Innate immune responses are the first line of defense against sexually transmitted diseases (STDs). Initiation of the innate response is based upon recognition of pathogen-associated molecular patterns by host proteins known as toll-like receptors (TLRs). TLR agonists have been identified and have been utilized for modulation of immune responses in humans in the context of vaccine adjuvants. In this project, we propose to test the hypothesis that TLR agonists will prove to be a novel class of topical microbicides providing protection against STDs. Topical microbicides are products designed to protect against STDs. Used vaginally or rectally, microbicides offer women the advantage that they may be "female-controlled". The term microbicide implies that the product kills microorganisms; this is somewhat misleading since microbicides may work in a variety of ways including disrupting the pathogen's membrane or envelope, blocking the receptor-ligand interactions essential for infectivity, inhibiting the intra- or extra-cellular replication of the pathogen, or by altering the vaginal environment or enhancing local immune responses to reduce susceptibility. As proof of concept, we have established the utility of a TLR9 agonist as a microbicide that is effective against HSV-2 genital infections in mice and guinea pig models. This microbicide candidate was effective when applied as a single intravaginal dose within the time frame of 2d prior through 6h after vaginal challenge with HSV-2. To extend our findings and test our hypothesis, in Aim 1 we will determine the typical pattern of TLR gene expression in human vaginal and cervical epithelial cells and select a set of TLR agonists that target the commonly expressed TLRs that then will be assessed for activity in primary cultures of these cells against HSV-2 and C. trachomatis infection. TLR agonists will be prioritized for evaluation based on the in vitro results and then will be evaluated for microbicide potential in mouse models of HSV-2 and C. trachomatis vaginal infections in Aim 2. Those compounds that show greatest microbicide potential will be evaluated mechanistically in Aim 3. Completion of the studies will provide substantial information about the innate immune responses of the vaginal mucosa and will identify TLR agonist microbicide candidates.

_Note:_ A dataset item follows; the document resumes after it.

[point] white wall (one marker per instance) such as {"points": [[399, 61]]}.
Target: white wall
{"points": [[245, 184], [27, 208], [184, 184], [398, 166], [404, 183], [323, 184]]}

先天免疫反应是抵抗性传播疾病（STD）的第一道防线。 先天性应答的启动是基于被称为toll样受体（TLR）的宿主蛋白对病原体相关分子模式的识别。TLR激动剂已被鉴定并已在疫苗佐剂的情况下用于调节人的免疫应答。在这个项目中，我们建议测试的假设，TLR激动剂将被证明是一种新型的局部杀微生物剂提供保护，防止性病。局部杀微生物剂是旨在预防性病的产品。用于阴道或直肠的杀微生物剂为妇女提供了一个优势，即它们可能是"女性控制的"。 术语杀微生物剂意味着该产品杀死微生物;这有点误导，因为杀微生物剂可能以多种方式起作用，包括破坏病原体的膜或包膜，阻断感染性所必需的受体-配体相互作用，抑制病原体的细胞内或细胞外复制，或通过改变阴道环境或增强局部免疫反应来降低易感性。作为概念证明，我们已经建立了TLR9激动剂作为杀微生物剂的效用，其在小鼠和豚鼠模型中有效对抗HSV-2生殖器感染。该杀微生物剂候选物在用HSV-2阴道激发后2天至6小时的时间范围内作为单次阴道内剂量施用时有效。为了扩展我们的发现并检验我们的假设，在目标1中，我们将确定人阴道和宫颈上皮细胞中TLR基因表达的典型模式，并选择一组靶向通常表达的TLR的TLR激动剂，然后评估这些细胞的原代培养物中抗HSV-2和C的活性。沙眼感染TLR激动剂将根据体外结果优先进行评价，然后在HSV-2和C小鼠模型中评价杀微生物剂潜力。目的2.沙眼阴道感染。目标3将对那些显示出最大杀微生物潜力的化合物进行机理评价。这些研究的完成将提供有关阴道粘膜先天免疫应答的大量信息，并将鉴定TLR激动剂杀微生物剂候选物。